As Israeli soldiers rushed to help the victims, the gunmen attacked again, killing several of the rescuers, including the region's highest ranking Israeli military official. Hebron Brigade commander Col. Dror Weinberg, 38, a border police officer, became the most senior IDF member to be killed in the intifada, according to Ha'aretz.

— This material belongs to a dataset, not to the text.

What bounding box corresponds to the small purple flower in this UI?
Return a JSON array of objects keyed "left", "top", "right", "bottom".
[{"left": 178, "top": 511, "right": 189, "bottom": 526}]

The IDF said the bodies of three of the Palestinian gunmen had been recovered from the scene. According to the IDF, the 12 Israeli fatalities include two IDF officers, two IDF soldiers, four border police troops, a border police officer and three civilians.
...

cnn.com

And what about those 3 civilians? They were also combatants, as defined by the Geneva Convention, and were recognized as such by the Israelis themselves:

IDF grants military funeral to civilians killed in Hebron attack
Jerusalem Post, November 16, 2002
The IDF announced Saturday night that three civilians, among them the civilian security officer of the settlement of Kiryat Arba, will be granted a military funeral in a civilian cemetery, after they were killed in a shooting attack in Hebron Friday.
...
Kiryat Arba local council head Zvi Katsover told Channel One News the three "fought like soldiers and should be buried like soldiers." Settlers will continue fighting for the IDF to recognize them as IDF casualties, he was earlier quoted by Israel Radio as saying, and they will not be buried until the IDF relents.

jpost.com

The Geneva Convention quite clearly states that people who "fight like soldiers" are combatants. You should be complimenting the Palestinians on fighting against soldiers instead of civilians.

Yahoo:
...
The dead included four Israeli soldiers, five border policemen and three civilian security guards from Kiryat Arba.
...

story.news.yahoo.com

I don't know, maybe those Palestinians aren't as poor soldiers as you make them out to be.

-- Carl



To: Nadine Carroll who wrote (57406)11/17/2002 7:00:23 AM
From: Tobias Ekman  Respond to of 281500
 
Hi Nadine
We have headlines like that over here.
It was about the "elders of zion" in my local danish paper "Politikken".
The headline: " Conspiracy of the Jews".
I wonder how many read the headlines, and how many the whole text.
Best regards
Tobias

politiken.dk



To: Nadine Carroll who wrote (57406)11/17/2002 8:31:06 AM
From: Tobias Ekman  Respond to of 281500
 
Sorry Nadine
The link I Provided was for an older headline.
The new headline (from just a few days ago) was in the written paper, and its not posted online.
There have been two articles,as far as I know, about that subject.
They both had allmost similar headlines.